Terrain goes electric with Dark Wave Disco night
As if the folks at Terrain didn’t already have enough on their plate, with their namesake event, Bazaar and WinterBrrrZaar, and nearly half a dozen programs, like Window Dressing and the Pop Up Shop, they’re adding another event to the list.
Dark Wave Disco seeks to celebrate all things synthesizer.
Before you ask, yes, Spokane has a synthesizer scene.
Events Coordinator Kent Ueland admits that the city can sometimes take a while to catch up with the times, but over the last couple years, more and more local bands have begun to incorporate synths into their music.
“There’s an actual scene of bands who not only use synthesizers but use them well,” he said. “They’ve split that gap of ‘We’re behind’ but then when we get it, we’re every bit as good.”
The inaugural, all-ages Dark Wave Disco, sponsored by Icicle Brewing, will be held today at the Terrain building.
The event features performances by Ueland’s band Hoaxes, Mini Murders, Water Monster and Minneapolis’s DJ Drug Lord.
Dark Wave Disco will also feature Organisynth, a table-sized sequencer up to nine people can play at once, which Anne-Claire Mitchell and Thomas Ruble originally created for a Richmond Art Collective installation.
“I think it’s cool to get people who maybe don’t know each other to create this off-the-cuff music landscape,” Ueland said.
Thanks to Tobias and Chelsea Hendrickson, who run local nonprofit Technological Taxidermy (Tagline: “Modular Synthesis for All”), Dark Wave Disco will also feature a synthesizer workshop.
“He was a no brainer,” Ueland said about booking Tobias, who performs as Mini Murders. “If you say the word ‘synth’ in Spokane, Tobias magically appears.”
Depending on the popularity of the first Dark Wave Disco, Ueland hopes to hold discos about three times a year, inviting other local bands, as well as those who have moved away, like the Dancing Plague of 1518, to perform.

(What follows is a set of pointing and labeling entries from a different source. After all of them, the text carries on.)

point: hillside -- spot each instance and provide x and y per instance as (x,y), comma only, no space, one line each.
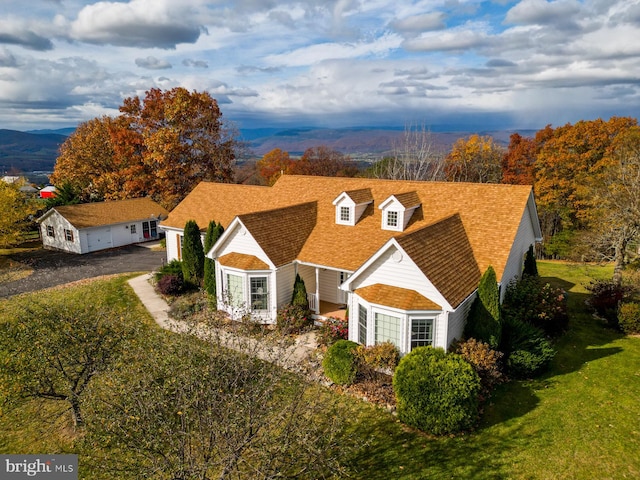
(28,152)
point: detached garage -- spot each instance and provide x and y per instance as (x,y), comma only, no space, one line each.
(89,227)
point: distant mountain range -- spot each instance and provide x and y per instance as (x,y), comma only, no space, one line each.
(37,150)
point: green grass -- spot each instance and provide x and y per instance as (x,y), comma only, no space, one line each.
(579,421)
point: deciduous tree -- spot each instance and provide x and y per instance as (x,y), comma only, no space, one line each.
(160,146)
(518,161)
(54,350)
(273,164)
(474,159)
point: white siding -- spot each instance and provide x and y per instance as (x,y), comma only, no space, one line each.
(241,241)
(59,242)
(404,273)
(524,238)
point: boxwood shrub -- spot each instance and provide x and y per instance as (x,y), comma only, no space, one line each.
(436,392)
(340,363)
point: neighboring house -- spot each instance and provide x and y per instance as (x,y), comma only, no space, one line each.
(48,192)
(89,227)
(404,258)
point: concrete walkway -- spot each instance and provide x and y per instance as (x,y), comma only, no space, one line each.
(295,355)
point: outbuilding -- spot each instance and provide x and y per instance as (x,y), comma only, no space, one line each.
(89,227)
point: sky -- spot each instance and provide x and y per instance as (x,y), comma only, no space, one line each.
(444,64)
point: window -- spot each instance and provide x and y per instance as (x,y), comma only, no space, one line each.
(421,332)
(259,293)
(345,214)
(392,219)
(388,329)
(362,325)
(235,290)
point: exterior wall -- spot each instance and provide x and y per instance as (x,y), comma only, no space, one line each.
(285,277)
(457,320)
(525,237)
(395,268)
(59,242)
(440,323)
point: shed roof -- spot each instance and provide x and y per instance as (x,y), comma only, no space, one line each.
(86,215)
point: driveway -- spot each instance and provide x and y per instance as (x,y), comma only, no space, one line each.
(51,268)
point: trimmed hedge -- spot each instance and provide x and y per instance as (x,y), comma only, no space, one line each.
(340,363)
(436,392)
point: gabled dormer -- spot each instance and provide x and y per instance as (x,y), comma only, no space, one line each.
(397,210)
(351,205)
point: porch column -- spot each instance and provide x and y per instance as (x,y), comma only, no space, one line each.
(317,291)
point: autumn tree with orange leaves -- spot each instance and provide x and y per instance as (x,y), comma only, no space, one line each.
(161,146)
(518,161)
(273,164)
(474,159)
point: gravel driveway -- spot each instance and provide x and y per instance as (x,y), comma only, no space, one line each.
(53,268)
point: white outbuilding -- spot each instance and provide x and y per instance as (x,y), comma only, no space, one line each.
(89,227)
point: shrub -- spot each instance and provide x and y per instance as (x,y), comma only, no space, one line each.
(293,319)
(484,360)
(484,318)
(540,305)
(629,317)
(192,254)
(170,285)
(435,391)
(174,267)
(605,299)
(332,330)
(339,362)
(527,351)
(381,356)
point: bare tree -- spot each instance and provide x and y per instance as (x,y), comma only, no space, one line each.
(414,157)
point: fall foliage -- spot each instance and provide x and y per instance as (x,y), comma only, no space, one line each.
(161,146)
(474,159)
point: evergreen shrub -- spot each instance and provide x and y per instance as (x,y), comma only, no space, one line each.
(629,318)
(436,392)
(527,351)
(340,363)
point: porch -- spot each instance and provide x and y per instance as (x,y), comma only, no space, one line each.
(324,309)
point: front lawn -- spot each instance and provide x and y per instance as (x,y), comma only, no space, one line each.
(579,421)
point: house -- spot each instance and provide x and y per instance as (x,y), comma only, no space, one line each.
(404,258)
(89,227)
(48,192)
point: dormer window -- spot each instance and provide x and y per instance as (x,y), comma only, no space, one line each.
(345,214)
(351,205)
(398,209)
(392,219)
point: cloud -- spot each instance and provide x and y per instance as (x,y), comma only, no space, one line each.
(542,12)
(139,23)
(152,63)
(419,23)
(188,62)
(15,32)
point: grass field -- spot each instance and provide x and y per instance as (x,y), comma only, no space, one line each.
(579,421)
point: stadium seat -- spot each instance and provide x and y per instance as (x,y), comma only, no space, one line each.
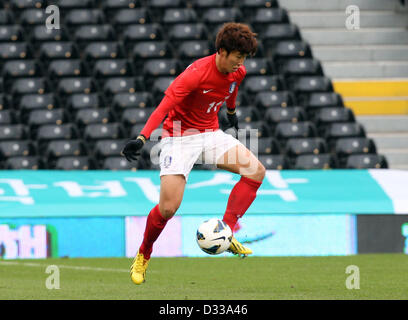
(45,101)
(191,50)
(179,15)
(263,17)
(86,33)
(343,130)
(24,163)
(19,69)
(68,86)
(107,148)
(24,86)
(265,100)
(75,163)
(310,84)
(274,162)
(267,145)
(289,49)
(258,128)
(123,17)
(366,161)
(97,131)
(74,4)
(11,33)
(7,117)
(317,100)
(112,68)
(315,161)
(273,33)
(273,116)
(301,67)
(258,66)
(86,116)
(142,32)
(215,16)
(63,148)
(113,5)
(66,68)
(132,116)
(103,50)
(48,132)
(299,146)
(17,148)
(32,17)
(6,17)
(4,102)
(25,4)
(83,101)
(123,101)
(150,50)
(159,6)
(161,68)
(58,50)
(38,118)
(15,50)
(119,163)
(345,147)
(255,84)
(249,7)
(329,115)
(116,85)
(289,130)
(201,5)
(187,31)
(159,86)
(40,33)
(78,17)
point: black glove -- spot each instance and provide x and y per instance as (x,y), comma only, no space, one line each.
(131,151)
(232,118)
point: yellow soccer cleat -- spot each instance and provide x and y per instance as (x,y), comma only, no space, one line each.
(138,269)
(238,249)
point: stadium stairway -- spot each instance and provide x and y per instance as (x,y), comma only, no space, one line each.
(368,66)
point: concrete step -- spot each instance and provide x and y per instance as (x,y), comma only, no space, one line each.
(366,36)
(384,123)
(366,69)
(322,5)
(360,53)
(390,140)
(337,19)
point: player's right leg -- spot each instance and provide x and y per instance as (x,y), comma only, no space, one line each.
(171,195)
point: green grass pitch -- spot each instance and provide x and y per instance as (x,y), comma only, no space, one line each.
(382,276)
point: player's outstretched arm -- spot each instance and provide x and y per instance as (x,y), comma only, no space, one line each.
(131,151)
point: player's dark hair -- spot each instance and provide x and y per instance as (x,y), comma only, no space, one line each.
(236,36)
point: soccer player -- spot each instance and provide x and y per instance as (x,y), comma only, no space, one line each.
(191,132)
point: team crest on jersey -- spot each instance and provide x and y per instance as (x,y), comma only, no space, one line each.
(232,87)
(167,161)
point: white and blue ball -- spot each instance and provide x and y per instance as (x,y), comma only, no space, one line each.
(214,236)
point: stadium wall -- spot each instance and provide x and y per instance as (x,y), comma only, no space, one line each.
(297,213)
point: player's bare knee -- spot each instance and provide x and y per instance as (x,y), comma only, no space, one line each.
(168,210)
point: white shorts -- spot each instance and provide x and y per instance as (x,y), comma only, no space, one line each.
(179,154)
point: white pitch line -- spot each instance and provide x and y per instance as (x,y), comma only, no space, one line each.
(31,264)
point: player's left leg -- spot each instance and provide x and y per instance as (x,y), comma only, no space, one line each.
(242,161)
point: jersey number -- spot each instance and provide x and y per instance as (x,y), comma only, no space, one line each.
(215,106)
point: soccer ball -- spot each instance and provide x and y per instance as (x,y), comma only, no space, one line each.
(214,236)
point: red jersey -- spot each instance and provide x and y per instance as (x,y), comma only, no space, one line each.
(198,94)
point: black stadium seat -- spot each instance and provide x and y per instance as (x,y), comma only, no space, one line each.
(71,96)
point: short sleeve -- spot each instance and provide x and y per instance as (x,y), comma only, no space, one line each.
(184,84)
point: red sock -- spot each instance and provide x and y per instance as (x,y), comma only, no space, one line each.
(241,197)
(155,224)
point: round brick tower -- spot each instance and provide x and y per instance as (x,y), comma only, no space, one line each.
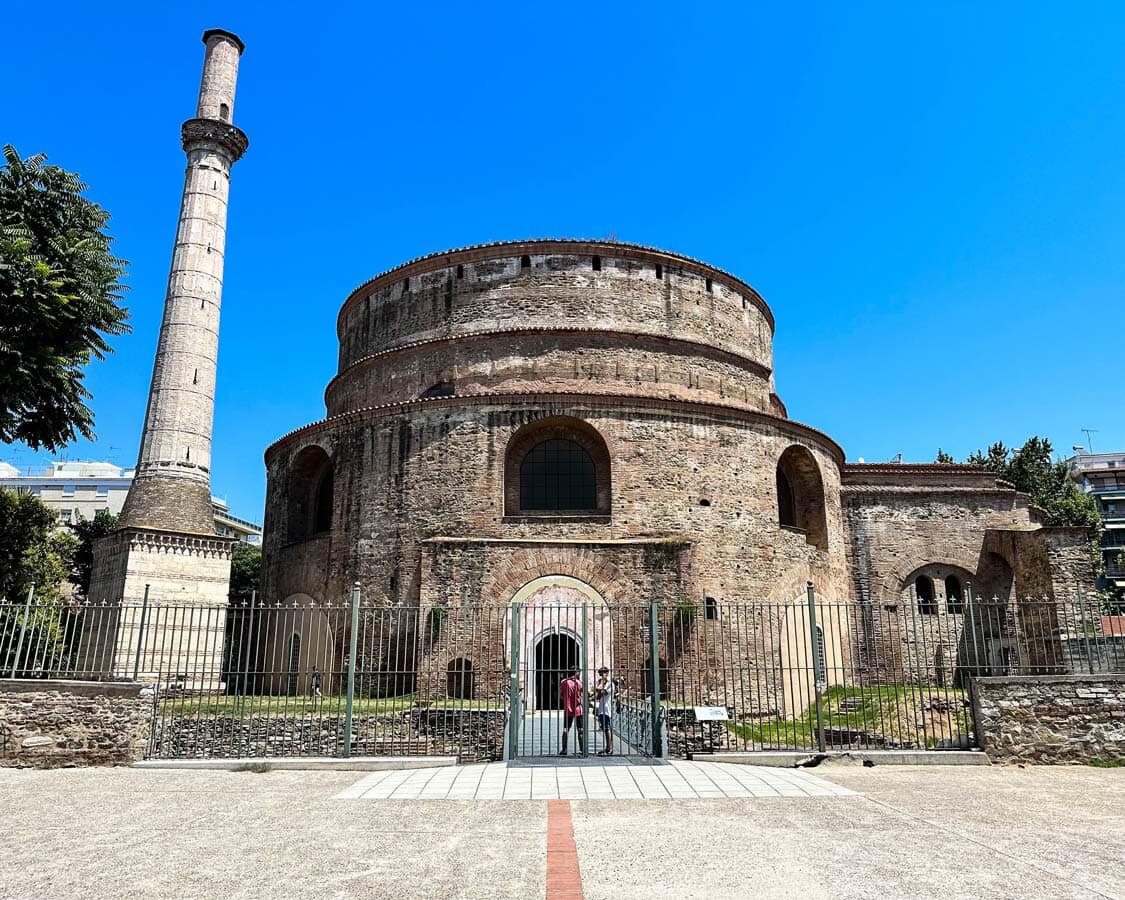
(462,374)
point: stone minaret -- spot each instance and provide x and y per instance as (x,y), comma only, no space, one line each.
(165,539)
(171,489)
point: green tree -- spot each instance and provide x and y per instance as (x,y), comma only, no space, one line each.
(87,531)
(60,298)
(1034,470)
(32,552)
(245,569)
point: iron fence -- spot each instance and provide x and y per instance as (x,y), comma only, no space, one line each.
(485,682)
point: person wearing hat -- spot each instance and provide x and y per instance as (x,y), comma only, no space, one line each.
(603,693)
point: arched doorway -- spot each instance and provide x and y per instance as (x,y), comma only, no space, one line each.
(556,656)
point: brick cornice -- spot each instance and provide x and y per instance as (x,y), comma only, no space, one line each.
(630,336)
(507,249)
(620,402)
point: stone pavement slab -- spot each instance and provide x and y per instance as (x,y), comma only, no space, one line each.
(680,780)
(901,833)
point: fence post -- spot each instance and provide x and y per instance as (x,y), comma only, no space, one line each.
(23,629)
(974,668)
(818,675)
(584,658)
(248,636)
(352,642)
(654,655)
(144,614)
(514,711)
(1086,627)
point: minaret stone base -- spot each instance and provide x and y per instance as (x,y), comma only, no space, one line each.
(179,639)
(165,538)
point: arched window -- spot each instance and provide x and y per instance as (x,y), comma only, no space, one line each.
(459,680)
(557,475)
(322,509)
(309,494)
(786,507)
(801,496)
(954,600)
(558,466)
(293,664)
(924,590)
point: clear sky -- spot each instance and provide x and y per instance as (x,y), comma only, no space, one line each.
(930,199)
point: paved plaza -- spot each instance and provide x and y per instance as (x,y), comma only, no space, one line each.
(674,781)
(834,831)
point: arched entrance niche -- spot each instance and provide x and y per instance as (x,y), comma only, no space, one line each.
(552,635)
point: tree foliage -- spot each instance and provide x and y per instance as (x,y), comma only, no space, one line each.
(87,531)
(1034,470)
(32,552)
(245,569)
(60,298)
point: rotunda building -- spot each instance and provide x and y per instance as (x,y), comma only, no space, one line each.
(537,425)
(599,412)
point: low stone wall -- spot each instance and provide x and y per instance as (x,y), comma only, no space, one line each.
(48,723)
(1051,718)
(470,735)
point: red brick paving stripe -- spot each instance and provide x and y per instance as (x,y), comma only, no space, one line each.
(564,880)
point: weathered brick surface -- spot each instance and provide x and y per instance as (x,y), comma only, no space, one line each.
(72,723)
(1051,719)
(672,367)
(172,485)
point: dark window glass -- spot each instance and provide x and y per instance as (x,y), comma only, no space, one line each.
(953,599)
(924,587)
(786,505)
(557,475)
(323,516)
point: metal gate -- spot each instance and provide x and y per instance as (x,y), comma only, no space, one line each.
(585,681)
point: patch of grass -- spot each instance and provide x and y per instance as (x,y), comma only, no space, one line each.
(899,714)
(327,707)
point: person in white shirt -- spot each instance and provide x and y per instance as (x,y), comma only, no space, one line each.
(603,693)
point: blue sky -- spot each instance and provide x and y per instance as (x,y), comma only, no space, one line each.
(930,199)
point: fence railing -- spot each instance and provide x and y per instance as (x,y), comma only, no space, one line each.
(343,677)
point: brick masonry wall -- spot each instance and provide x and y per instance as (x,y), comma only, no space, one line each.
(1051,718)
(50,723)
(507,362)
(559,289)
(438,470)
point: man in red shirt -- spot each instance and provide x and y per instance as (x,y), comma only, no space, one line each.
(570,694)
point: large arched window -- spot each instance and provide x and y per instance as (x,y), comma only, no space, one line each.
(801,496)
(557,475)
(954,600)
(311,494)
(557,466)
(924,590)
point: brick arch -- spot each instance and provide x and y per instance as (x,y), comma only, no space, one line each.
(903,575)
(557,428)
(578,563)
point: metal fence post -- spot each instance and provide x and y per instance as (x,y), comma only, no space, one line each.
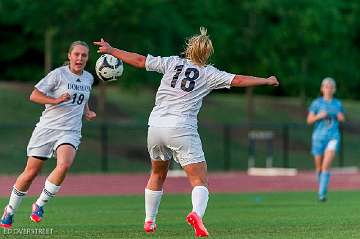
(104,147)
(227,153)
(285,135)
(341,150)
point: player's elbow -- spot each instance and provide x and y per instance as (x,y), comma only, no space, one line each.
(140,62)
(237,81)
(32,96)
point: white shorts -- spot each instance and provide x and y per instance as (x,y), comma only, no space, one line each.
(332,145)
(181,144)
(44,142)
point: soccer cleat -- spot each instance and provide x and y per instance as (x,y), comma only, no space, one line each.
(37,213)
(322,199)
(195,221)
(150,227)
(6,219)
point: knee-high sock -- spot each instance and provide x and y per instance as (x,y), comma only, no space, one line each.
(15,200)
(48,192)
(199,198)
(324,182)
(152,203)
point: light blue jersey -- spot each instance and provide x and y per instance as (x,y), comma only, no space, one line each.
(327,129)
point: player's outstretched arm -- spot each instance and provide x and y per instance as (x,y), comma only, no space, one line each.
(40,98)
(312,118)
(130,58)
(245,81)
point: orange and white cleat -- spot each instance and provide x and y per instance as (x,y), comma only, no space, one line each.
(150,227)
(196,222)
(37,213)
(6,219)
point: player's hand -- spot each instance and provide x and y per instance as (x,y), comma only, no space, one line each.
(90,115)
(340,117)
(322,115)
(104,47)
(64,97)
(273,81)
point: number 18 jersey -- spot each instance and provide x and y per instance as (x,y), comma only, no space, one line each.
(182,88)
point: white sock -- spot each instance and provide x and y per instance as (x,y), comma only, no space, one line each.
(48,192)
(199,198)
(152,203)
(15,200)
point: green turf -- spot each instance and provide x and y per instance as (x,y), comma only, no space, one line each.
(257,215)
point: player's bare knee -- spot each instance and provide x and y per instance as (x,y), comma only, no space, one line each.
(198,182)
(29,174)
(63,167)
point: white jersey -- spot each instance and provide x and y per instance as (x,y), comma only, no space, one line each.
(66,115)
(182,88)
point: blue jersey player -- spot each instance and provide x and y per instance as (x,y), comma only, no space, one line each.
(325,113)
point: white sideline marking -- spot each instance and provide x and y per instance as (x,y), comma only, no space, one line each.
(272,171)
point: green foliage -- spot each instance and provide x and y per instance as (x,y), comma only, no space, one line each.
(299,41)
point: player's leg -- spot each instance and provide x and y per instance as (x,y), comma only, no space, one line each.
(318,159)
(22,184)
(154,192)
(65,155)
(329,156)
(197,175)
(160,159)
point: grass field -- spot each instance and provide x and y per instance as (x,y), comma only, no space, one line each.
(262,215)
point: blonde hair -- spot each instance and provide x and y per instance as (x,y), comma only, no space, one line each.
(199,48)
(74,44)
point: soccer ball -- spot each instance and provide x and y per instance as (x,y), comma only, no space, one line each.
(108,68)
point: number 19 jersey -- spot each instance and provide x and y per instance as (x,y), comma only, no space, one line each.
(66,115)
(182,88)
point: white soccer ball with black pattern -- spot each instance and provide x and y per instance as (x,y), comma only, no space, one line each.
(109,68)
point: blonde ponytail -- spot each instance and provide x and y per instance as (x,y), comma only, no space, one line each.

But Ueland feels good about Dark Wave Disco’s chances.
“It starts as a robot then you turn it into something more organic by adding a human element,” Ueland said about playing synthesizers. “It’s attractive. Art injects something into something else and I think synths are a really cool way to do that.”
If you go: 7 p.m. Friday; Washington Cracker Co., 304 W. Pacific Ave.; $10, available through Eventbrite.